Television and film helped to expand my creativity in ways that challenge me to paint musical pictures and stories. Flirting with directing, editing and writing in TV/F taught me how to be disciplined in the creation of music. What’s the most important element in the creation? What needs to be cut? Who is my audience and what do I want them to know? The study of culture and humans has expanded how I address topics in society. The more anthropology and literature I read the better I understand culture and society.
How would you describe your unique sound to someone that has never heard it before?
It’s JazzyGospelHipHopSoul. (Laughter) That’s how I would describe it.
Let’s talk about your latest collection, “The Narrative” which was recently released. What was the inspiration behind this album? How long did it take to put it together?

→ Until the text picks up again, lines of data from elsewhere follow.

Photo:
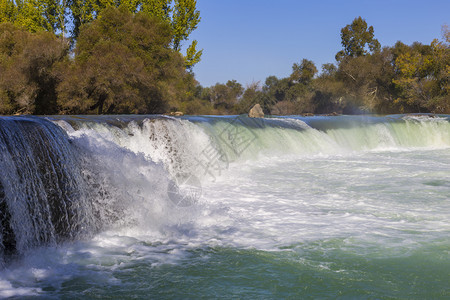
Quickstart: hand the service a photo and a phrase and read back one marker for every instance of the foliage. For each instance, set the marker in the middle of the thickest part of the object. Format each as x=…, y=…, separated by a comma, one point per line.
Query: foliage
x=123, y=64
x=357, y=40
x=27, y=62
x=182, y=15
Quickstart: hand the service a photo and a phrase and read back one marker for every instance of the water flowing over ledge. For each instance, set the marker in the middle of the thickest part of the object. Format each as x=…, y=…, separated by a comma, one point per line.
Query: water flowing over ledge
x=84, y=196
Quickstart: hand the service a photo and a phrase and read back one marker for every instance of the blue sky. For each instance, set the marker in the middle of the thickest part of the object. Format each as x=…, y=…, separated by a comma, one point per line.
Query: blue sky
x=249, y=40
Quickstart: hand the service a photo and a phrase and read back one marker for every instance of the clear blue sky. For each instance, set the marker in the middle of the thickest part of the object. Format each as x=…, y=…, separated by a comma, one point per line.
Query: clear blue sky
x=249, y=40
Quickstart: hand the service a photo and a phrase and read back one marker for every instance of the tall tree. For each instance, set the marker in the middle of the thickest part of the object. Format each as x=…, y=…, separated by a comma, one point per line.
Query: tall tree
x=182, y=15
x=304, y=72
x=123, y=64
x=357, y=40
x=27, y=62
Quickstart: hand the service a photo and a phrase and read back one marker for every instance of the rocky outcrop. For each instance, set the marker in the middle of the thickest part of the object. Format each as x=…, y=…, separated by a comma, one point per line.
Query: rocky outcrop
x=256, y=112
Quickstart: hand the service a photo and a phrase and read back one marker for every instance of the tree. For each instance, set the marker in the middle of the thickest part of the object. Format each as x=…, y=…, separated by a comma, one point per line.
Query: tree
x=182, y=15
x=27, y=67
x=357, y=40
x=123, y=64
x=34, y=15
x=304, y=72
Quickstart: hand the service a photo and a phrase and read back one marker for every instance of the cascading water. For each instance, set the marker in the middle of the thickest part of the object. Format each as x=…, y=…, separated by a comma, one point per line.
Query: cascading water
x=146, y=204
x=43, y=197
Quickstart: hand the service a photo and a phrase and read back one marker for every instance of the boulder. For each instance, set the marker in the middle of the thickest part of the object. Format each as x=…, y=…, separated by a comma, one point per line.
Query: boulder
x=256, y=112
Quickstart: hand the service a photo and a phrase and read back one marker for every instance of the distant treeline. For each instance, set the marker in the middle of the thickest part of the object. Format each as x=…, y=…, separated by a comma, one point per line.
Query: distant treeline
x=126, y=59
x=365, y=79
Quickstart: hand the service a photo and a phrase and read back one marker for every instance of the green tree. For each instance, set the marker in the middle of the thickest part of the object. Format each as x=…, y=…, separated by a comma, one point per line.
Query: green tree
x=303, y=73
x=182, y=15
x=27, y=67
x=34, y=15
x=123, y=64
x=357, y=40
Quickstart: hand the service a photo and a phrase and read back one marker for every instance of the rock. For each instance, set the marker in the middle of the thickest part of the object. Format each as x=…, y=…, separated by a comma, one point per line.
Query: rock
x=256, y=112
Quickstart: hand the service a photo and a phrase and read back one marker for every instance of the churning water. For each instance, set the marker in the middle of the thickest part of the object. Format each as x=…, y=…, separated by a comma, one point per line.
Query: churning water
x=225, y=207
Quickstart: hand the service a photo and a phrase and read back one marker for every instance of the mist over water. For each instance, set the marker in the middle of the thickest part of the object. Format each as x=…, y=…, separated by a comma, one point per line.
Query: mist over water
x=223, y=207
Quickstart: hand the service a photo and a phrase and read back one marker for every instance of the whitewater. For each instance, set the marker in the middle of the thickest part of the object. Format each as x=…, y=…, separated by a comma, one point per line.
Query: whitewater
x=225, y=207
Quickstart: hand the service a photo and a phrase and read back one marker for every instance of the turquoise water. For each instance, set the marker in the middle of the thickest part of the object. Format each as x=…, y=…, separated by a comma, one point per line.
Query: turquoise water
x=299, y=209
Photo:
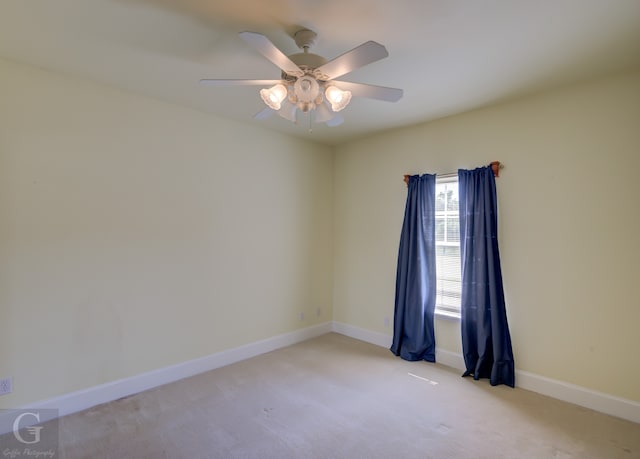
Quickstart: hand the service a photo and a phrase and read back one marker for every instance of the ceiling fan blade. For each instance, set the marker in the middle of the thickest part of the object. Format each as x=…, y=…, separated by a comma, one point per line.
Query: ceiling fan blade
x=370, y=91
x=269, y=50
x=215, y=82
x=358, y=57
x=335, y=121
x=323, y=113
x=264, y=114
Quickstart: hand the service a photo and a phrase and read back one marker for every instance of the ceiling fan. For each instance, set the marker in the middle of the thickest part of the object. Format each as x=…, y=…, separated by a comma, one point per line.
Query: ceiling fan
x=308, y=81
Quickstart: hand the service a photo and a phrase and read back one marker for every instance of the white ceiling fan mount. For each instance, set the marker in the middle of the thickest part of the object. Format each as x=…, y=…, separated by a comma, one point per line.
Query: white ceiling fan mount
x=308, y=81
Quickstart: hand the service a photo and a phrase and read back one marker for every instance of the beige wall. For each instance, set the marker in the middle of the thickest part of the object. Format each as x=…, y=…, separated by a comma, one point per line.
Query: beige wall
x=136, y=234
x=569, y=224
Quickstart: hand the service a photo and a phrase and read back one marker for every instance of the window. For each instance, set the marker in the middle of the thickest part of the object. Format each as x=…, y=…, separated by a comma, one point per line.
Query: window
x=448, y=284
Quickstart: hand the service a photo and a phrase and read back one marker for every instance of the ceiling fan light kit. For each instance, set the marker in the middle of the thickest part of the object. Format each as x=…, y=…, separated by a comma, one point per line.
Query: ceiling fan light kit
x=308, y=81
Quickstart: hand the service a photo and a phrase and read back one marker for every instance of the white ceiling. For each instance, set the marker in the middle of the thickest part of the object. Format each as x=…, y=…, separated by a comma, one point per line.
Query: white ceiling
x=448, y=56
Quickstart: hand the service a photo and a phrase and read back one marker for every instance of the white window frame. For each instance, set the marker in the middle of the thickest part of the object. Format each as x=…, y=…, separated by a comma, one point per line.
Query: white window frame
x=441, y=310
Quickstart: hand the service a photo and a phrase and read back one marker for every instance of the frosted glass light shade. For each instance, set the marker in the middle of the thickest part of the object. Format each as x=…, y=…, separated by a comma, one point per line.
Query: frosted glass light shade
x=274, y=96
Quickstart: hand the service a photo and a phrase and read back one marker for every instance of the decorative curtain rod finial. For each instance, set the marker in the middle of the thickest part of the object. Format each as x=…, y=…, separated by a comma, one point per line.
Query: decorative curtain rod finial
x=495, y=167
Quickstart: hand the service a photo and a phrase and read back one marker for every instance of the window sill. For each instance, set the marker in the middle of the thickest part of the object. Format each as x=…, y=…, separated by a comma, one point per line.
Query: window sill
x=447, y=315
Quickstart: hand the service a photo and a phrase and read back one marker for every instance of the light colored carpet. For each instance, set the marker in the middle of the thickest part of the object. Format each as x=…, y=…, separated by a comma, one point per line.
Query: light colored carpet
x=335, y=397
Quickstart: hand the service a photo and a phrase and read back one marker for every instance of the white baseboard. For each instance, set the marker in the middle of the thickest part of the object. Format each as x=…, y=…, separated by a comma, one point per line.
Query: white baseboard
x=103, y=393
x=87, y=398
x=598, y=401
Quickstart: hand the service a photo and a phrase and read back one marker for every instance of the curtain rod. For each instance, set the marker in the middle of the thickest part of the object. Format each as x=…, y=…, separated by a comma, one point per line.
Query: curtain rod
x=495, y=166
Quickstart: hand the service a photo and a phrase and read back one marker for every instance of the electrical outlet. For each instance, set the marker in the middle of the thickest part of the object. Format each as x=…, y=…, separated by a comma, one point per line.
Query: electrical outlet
x=5, y=386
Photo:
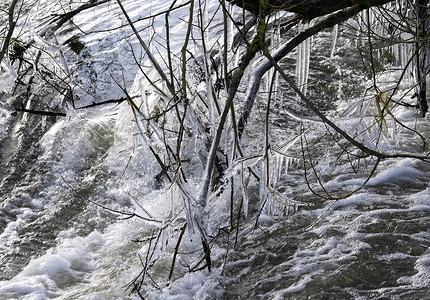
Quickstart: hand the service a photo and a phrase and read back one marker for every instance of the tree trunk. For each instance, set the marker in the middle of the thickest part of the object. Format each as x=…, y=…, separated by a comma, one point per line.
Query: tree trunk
x=309, y=9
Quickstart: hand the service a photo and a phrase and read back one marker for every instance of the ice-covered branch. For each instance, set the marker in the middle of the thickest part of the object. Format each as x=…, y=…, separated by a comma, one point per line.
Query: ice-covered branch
x=309, y=9
x=254, y=85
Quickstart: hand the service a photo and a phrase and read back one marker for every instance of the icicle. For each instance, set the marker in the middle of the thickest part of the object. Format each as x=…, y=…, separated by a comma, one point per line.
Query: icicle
x=245, y=202
x=335, y=34
x=302, y=64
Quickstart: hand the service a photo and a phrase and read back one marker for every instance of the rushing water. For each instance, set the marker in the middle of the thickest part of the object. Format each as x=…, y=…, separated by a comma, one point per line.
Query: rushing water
x=56, y=241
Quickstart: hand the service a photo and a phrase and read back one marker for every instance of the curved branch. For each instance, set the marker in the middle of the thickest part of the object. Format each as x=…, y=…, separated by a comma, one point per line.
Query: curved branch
x=328, y=22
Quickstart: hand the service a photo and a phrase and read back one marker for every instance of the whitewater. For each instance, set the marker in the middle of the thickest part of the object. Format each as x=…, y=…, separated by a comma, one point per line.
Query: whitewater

I wanted to create a project that told a sophisticated but complex story about identity. I wanted to create an album that spoke all the musical languages I loved. I wanted it to live in all the diverse neighborhoods I’ve lived in. I wanted it to speak to all my friends. I wanted to create a story that would address America’s history successes, problems while pointing to a hopeful resolution. I began working on the project in late 2014.
I understand that you worked with a lot of recognizable voices on this album. How did you go about choosing what artists to work with?
I really don’t like to have a lot of features. I believe we tell our own stories the best and to have an album flooded with features would cheat the listeners and my fan base that wants to hear from me. I did have a good friend Lecrae on the song “Here, 2016” which we haven’t worked together since 2012. Most of the features were singers because I can’t sing ha ha.
What if anything has surprised you about the music industry? What do you think has been your biggest challenge? And what do you think has come really naturally to you?
I’ve been discouraged by the amount of politics within in industry. The most talented people don’t always get opportunities to thrive. However this just means they must work hard to create a demand apart from the machine that is the industry. I think that has become easy for me. I’m a natural entertainer and galvanizer. So I just concern myself with my Tribe and if people want to join our movement then they are invited.
Who are some of your favorite artists and what bands continue to inspire you and your music? Who would you still love to work with in the future?
My favorite artist dead or alive are people like; Coltrane, Common, Kanye West, Kirk Franklin, Stevie Wonder and Sam Cooke.
I would love to work with bands and artists like; Snarky Puppy and Leon Bridges.
When you aren’t performing, working in the studio, what do you like to do for fun? How do you unwind from it all?
I love to travel, read and watch International football (soccer).
At the end of the day, what do you hope is the message of your music? What do you hope listeners take away from your songs?
Apart from hoping that people are pleased with the sonic appeal of the work, I want people to recognize a few things. God has created us in his image therefore we all have dignity and purpose. That dignity and purpose was personified in the person of Jesus. He taught us how to love, serve and live. I also want us to love one another and serve each other despite our differences. Lastly I hope to inspire other “creatives” to use their art and work to challenge and shape culture for the better.